Nur heute nicht, dachte Daniela bitter. Vielleicht, weil für die Abendstunden Regen angesagt war und es bereits zu nieseln anfing. Ihre Freundin Birgit hatte sie noch gewarnt, der Versuchung zu widerstehen, von der Heinrich-Mann-Straße zur Wilhelm-Kuhr-Straße die Abkürzung durch den Bürgerpark zu nehmen. Wie gut Birgit sie doch kannte, dachte Daniela. Doch der Kaffeeklatsch war so unbeschwert und heiter gewesen, dass sie für einen Moment alle düsteren Gedanken verdrängt hatte. Ein folgenschwerer Fehler, wie ihr mehr und mehr bewusst wurde.
Die aufkommende Panik hielt sie nicht davon ab, wiederum zu überlegen, wer ihr Verfolger sein konnte. Hatte sie jemanden beleidigt, ermuntert oder abgewiesen, der ihr offensichtlich den Hof machte? Ob es derjenige war, der sie neulich auf der Singleparty unbedingt hatte kennenlernen wollen? Wie hieß der Mann noch? Er hatte stechende Augen gehabt und sich irgendwie seltsam benommen. Dabei war er noch nicht einmal ihr Typ gewesen. Auch ohne seine fordernde, lauernde Art hätte sie ihm nie und nimmer eine Chance gegeben. Aber nein, er hatte ihr zwar draußen aufgelauert, war dann aber ziemlich beleidigt weggegangen, nachdem sie ihm unmissverständlich klar gemacht hatte, dass es keine gemeinsame Zukunft für sie beide geben würde. Und seitdem hatte sie ihn nicht wiedergesehen. Warum sollte er heute ausgerechnet …?
Halt! Hatte da nicht ein Ast geknackt? Wenn doch nur das rettende Tor endlich in Sicht käme … Herrje, warum kam denn niemand? Waren alle aus Zucker, um sich vor ein paar Regentropfen zu fürchten? Daniela beschleunigte ihre Schritte und merkte, wie sie zu schwitzen anfing.

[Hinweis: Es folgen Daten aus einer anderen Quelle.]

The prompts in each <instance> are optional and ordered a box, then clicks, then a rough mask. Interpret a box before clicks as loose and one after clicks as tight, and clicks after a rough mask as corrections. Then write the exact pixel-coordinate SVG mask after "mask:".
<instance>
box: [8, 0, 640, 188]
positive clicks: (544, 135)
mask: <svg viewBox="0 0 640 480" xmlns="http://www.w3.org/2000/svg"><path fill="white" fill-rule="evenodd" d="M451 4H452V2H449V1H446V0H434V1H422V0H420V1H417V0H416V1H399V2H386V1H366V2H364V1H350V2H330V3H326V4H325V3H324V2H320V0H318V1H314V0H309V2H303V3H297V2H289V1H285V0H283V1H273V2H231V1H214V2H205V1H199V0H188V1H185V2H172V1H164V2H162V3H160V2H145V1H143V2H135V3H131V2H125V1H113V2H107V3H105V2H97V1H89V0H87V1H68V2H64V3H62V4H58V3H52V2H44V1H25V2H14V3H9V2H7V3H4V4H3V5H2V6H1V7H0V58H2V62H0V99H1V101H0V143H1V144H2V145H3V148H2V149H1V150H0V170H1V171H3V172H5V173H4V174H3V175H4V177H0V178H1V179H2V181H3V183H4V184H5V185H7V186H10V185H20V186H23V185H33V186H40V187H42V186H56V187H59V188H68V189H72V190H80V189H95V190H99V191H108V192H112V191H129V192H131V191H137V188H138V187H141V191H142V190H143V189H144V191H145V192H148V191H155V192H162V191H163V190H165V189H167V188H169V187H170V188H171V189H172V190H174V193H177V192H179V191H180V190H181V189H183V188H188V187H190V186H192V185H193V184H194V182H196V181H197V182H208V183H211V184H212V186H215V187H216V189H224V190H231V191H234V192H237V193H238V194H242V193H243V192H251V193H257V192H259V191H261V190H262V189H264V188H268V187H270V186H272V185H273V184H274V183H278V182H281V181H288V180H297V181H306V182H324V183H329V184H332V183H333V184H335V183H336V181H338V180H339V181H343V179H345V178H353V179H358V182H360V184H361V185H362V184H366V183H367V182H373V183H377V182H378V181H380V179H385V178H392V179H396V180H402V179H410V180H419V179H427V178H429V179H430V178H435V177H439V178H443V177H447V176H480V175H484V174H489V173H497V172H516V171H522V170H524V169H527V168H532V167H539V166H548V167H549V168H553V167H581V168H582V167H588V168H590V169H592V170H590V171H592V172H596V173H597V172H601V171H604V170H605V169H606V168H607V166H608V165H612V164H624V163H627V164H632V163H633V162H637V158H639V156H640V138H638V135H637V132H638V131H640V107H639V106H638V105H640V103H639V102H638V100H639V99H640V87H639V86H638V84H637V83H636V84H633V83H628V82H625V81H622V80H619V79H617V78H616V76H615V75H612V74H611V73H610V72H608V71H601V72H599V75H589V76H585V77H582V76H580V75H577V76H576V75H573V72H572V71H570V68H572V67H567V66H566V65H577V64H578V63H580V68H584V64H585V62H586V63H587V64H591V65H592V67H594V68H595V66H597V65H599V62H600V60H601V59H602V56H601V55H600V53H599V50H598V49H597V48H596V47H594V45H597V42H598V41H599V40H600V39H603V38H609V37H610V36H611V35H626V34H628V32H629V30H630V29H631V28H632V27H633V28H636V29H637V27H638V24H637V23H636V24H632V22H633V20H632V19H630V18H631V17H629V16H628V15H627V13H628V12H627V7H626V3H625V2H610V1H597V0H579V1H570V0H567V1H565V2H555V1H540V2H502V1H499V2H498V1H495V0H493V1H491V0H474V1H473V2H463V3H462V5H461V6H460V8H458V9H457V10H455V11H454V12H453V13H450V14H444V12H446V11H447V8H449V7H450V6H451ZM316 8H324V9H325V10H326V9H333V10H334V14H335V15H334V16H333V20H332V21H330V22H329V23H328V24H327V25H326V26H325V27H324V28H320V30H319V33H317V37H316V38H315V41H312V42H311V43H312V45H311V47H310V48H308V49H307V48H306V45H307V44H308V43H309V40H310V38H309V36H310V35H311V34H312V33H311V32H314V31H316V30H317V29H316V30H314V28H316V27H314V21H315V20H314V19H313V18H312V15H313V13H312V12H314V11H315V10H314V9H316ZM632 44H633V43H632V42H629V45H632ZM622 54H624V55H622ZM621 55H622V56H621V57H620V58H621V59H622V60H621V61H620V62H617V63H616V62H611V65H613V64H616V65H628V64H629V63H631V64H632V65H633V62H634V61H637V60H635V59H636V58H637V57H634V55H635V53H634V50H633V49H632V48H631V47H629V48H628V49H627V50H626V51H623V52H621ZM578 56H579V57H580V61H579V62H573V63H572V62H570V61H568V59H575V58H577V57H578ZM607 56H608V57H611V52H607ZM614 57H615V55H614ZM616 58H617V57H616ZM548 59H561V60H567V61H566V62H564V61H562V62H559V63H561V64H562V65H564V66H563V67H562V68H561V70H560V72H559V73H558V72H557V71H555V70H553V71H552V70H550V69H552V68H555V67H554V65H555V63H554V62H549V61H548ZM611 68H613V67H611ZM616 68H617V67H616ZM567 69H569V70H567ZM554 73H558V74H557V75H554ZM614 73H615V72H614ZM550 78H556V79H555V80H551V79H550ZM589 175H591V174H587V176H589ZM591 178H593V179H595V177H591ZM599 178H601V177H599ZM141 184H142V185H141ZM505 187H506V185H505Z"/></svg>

Dann ging alles sehr schnell. Plötzlich nahm sie einen dunklen Schatten wahr, dessen Verursacher sich ihr in den Weg stellte.
»Du?«, fragte sie ungläubig, »was machst du hier?« Es sollten die letzten Worte sein, die sie in diesem Leben sprach.
»Wenn du jetzt nicht aufstehst, wirst du unweigerlich zu spät zur Schule kommen, Ben.«
»Na und? Ist doch eh immer derselbe Kram, den niemand später braucht«, die Stimme des Teenagers war gelangweilt und überzeugt zugleich.
»Du hast zwei Möglichkeiten: Entweder du verzichtest heute darauf, Stunden im Bad zu verbringen, und riechst im Laufe des Tages etwas streng, oder du lässt dein Fahrrad stehen und Papa oder ich fahren dich zur Schule. Wie du dann allerdings zurückkommst, ist deine Sache.«
»Mama, du nervst. Ja, ich dusche etwas schneller und fahre dann mit euch.«
»Eins zu null für dich«, sagte Hinnerk, »waren wir in der Pubertät auch so anstrengend?«
»Wenn es nach meiner Mutter geht, ich schon. Du warst hingegen bestimmt ein Musterknabe«, antwortete Valerie.
»Denkste, meine Eltern hatten es auch nicht leicht mit mir.«
»Dachte ich mir’s doch.«
Das Paar neckte sich wie in alten Zeiten. Dabei waren sie seit vier Jahren geschieden, lebten aber seit etwa drei Jahren wieder zusammen im gemeinsamen Haus. Der gemeinsame Sohn Ben war damals überglücklich gewesen, als sein Vater zurückgekehrt war. Die Zeit dazwischen hatte Hinnerk Lange bei seiner Freundin Marion Haberland gelebt, die er durch einen Mordfall kennen und lieben gelernt hatte. Hinnerk war nämlich ebenso wie seine Frau Valerie Voss Hauptkommissar beim LKA Berlin. Schon bald nach der Trennung hatten beide gemerkt, dass die Scheidung ein Fehler gewesen war. Leider hatte ihre erneute Annäherung und die Tatsache, dass sie wieder miteinander schliefen, dazu geführt, dass Marion nach einem heftigen Streit aus dem Haus gelaufen und durch einen mit überhöhter Geschwindigkeit fahrenden Lkw ums Leben gekommen war.